Site icon Meccanismo Complesso

Descriptive statistics vs. Inferential statistics with Python

Descriptive Statistics vs Inferential Statistics
Descriptive Statistics vs Inferential Statistics header

In this article, we will explore together the differences between descriptive statistics and inferential statistics, highlighting their specific roles in statistical analysis and illustrating how they can be used in a complementary way to obtain a complete understanding of the data.

Descriptive Statistics vs Inferential Statistics

Descriptive statistics focuses on presenting and organizing data in a clear and understandable way. It includes central measures such as the mean, median, and mode, as well as the standard deviation and range.

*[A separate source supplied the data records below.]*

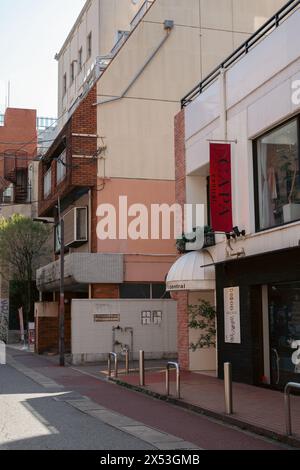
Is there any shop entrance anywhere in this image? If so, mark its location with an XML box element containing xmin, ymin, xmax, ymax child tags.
<box><xmin>269</xmin><ymin>282</ymin><xmax>300</xmax><ymax>390</ymax></box>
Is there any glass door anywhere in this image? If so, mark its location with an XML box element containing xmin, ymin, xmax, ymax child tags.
<box><xmin>269</xmin><ymin>283</ymin><xmax>300</xmax><ymax>389</ymax></box>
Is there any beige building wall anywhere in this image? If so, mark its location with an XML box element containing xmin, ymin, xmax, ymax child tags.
<box><xmin>72</xmin><ymin>299</ymin><xmax>177</xmax><ymax>364</ymax></box>
<box><xmin>97</xmin><ymin>0</ymin><xmax>285</xmax><ymax>184</ymax></box>
<box><xmin>57</xmin><ymin>0</ymin><xmax>143</xmax><ymax>127</ymax></box>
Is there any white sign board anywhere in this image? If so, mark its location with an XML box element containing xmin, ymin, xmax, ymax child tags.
<box><xmin>224</xmin><ymin>287</ymin><xmax>241</xmax><ymax>344</ymax></box>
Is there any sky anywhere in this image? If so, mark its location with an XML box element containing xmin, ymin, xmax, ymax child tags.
<box><xmin>0</xmin><ymin>0</ymin><xmax>85</xmax><ymax>117</ymax></box>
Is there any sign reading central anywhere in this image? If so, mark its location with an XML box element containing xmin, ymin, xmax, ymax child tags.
<box><xmin>210</xmin><ymin>144</ymin><xmax>233</xmax><ymax>233</ymax></box>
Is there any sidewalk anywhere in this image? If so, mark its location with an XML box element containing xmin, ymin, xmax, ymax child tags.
<box><xmin>111</xmin><ymin>368</ymin><xmax>300</xmax><ymax>448</ymax></box>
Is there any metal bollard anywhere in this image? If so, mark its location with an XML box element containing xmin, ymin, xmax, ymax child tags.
<box><xmin>166</xmin><ymin>362</ymin><xmax>180</xmax><ymax>400</ymax></box>
<box><xmin>224</xmin><ymin>362</ymin><xmax>233</xmax><ymax>415</ymax></box>
<box><xmin>125</xmin><ymin>349</ymin><xmax>129</xmax><ymax>375</ymax></box>
<box><xmin>140</xmin><ymin>351</ymin><xmax>145</xmax><ymax>387</ymax></box>
<box><xmin>108</xmin><ymin>352</ymin><xmax>118</xmax><ymax>378</ymax></box>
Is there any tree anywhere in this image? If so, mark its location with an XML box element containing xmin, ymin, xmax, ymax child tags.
<box><xmin>0</xmin><ymin>214</ymin><xmax>51</xmax><ymax>326</ymax></box>
<box><xmin>189</xmin><ymin>300</ymin><xmax>217</xmax><ymax>352</ymax></box>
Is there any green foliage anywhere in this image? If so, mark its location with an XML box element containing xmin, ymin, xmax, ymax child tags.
<box><xmin>189</xmin><ymin>300</ymin><xmax>217</xmax><ymax>352</ymax></box>
<box><xmin>0</xmin><ymin>214</ymin><xmax>50</xmax><ymax>281</ymax></box>
<box><xmin>176</xmin><ymin>225</ymin><xmax>215</xmax><ymax>254</ymax></box>
<box><xmin>0</xmin><ymin>214</ymin><xmax>51</xmax><ymax>324</ymax></box>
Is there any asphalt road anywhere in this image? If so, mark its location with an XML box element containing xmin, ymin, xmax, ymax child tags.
<box><xmin>0</xmin><ymin>350</ymin><xmax>294</xmax><ymax>451</ymax></box>
<box><xmin>0</xmin><ymin>366</ymin><xmax>153</xmax><ymax>450</ymax></box>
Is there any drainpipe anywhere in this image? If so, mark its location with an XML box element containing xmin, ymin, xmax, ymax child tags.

In essence, descriptive statistics summarizes and describes the main characteristics of a data set without making any inferences beyond what is observed.

On the other hand, inferential statistics goes beyond simply describing data. It relies on using samples to make inferences or predictions about the larger population from which the sample comes. This type of statistic includes hypothesis tests, interval estimates, and regression. The goal is to make generalizable statements or predictions about the population based on a representative sample.

In short, while descriptive statistics summarizes and organizes data, inferential statistics draws broader conclusions and makes predictions based on those conclusions. Both are crucial in the field of statistics, as they work synergistically to provide a comprehensive understanding of data and to support informed decisions.

Example with Python

Supponiamo di avere un set di dati che rappresenta l’altezza di un gruppo di studenti e vogliamo esplorare sia la statistica descrittiva che quella inferenziale su tale campione utilizzando del codice Python.

import numpy as np
from scipy import stats

# Let's create a data set (height in centimeters)
sample_heights = [160, 165, 170, 155, 175, 180, 162, 168, 172, 158]

# Descriptive Statistics
mean_heights = np.mean(sample_heights)
median_heights = np.median(sample_heights)
std_deviation = np.std(sample_heights)

print(f"Mean of heights: {mean_heights:.2f} cm")
print(f"Median of heights: {median_heights:.2f} cm")
print(f"Standard deviation of heights: {std_deviation:.2f} cm")

# Inferential Statistics
confidence_level = 0.95
confidence_interval = stats.norm.interval(confidence_level, loc=mean_heights, scale=std_deviation/np.sqrt(len(sample_heights)))

print(f"\nConfidence interval of {confidence_level * 100}% for the mean of the heights: ({confidence_interval[0]:.2f} cm, {confidence_interval[1]:.2f} cm)")

# Example of hypothesis testing (let's assume the average is 170 cm)
mean_hypothesis = 170
t_stat, p_value = stats.ttest_1samp(sample_heights, mean_hypothesis)

print(f"\nHypothesis testing:")
print(f"T-statistic: {t_stat:.4f}")
print(f"P-value: {p_value:.4f}")

# t-value valutation
if abs(t_stat) > 2:
    print("\nThe t value is significantly different from zero.")
else:
    print("\nThe t value is not significantly different from zero.")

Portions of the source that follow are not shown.